Recall that a semiring is a set $R$ equipped with two binary operations, denoted $+$, and $\cdot$ and called addition and multiplication, satisfying the ring (or rng) axioms except that there may or may not be either be a zero nor a negative nor an inverse, for which reason do check.

Definition

An idempotent semiring (also known as a dioid) is one in which addition is idempotent: $x + x = x$, for all $x\in R$.

Terminology

The term dioid is sometimes used as an alternative name for idempotent semirings.

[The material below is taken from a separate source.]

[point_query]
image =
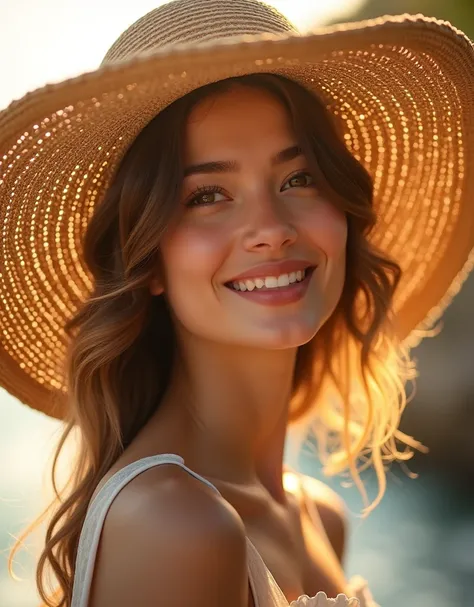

From now on we will assume that the semiring, $S$, has a neutral element $\varepsilon$ for + and one $e$ for $\cdot$. Moreover we assume that for all $s\in S$, $s\cdot \varepsilon =\varepsilon s = \varepsilon$.

Properties

On an idempotent semiring, $S$, there is a partial order given by

$x \leq y : \iff x + y = y.$

To check transitivity observe that $x \leq y$ and $y \leq z$ imply $z \stackrel{y \leq z}{=} y + z \stackrel{x \leq y}{=} (x + y) + z = x + (y + z) \stackrel{y \leq z}{=} x + z$. Due to idempotence the addition is a join with respect to this partial order: take a $z$ such that $x\leq z$ and $y\leq z$, then $z = z + z = x + z + y + z = x + y + z$. The partial order is preserved by multiplication.

Examples

Any quantale is an idempotent semiring, or dioid, under join and multiplication.

The set of languages over a given alphabet $A$ forms an idempotent semiring in which $L + L' = L \cup L'$ and multiplication is given by concatenation. In fact this is a quantale $P(A^\ast)$ where the multiplication is the $\mathbf{2}$-enrichedDay convolution product induced from the monoid multiplication of the free monoid $A^\ast$.

Given an idempotent semiring $R$ one can form the weak interval extension$I(R)$. This is the idempotent semiring defined on all close intervals$[x, y] = \{ z \in R \mid x \leq z \leq y \}$ by the operations $[x, y] + [x', y'] = [x + x', y + y']$ and $[x, y] \cdot [x', y'] = [x \cdot x', y \cdot y']$. The multiplicative unit is given by $[1,1]$ and, if $R$ has an additive unit $0$, an additive unit is given by $[0,0]$.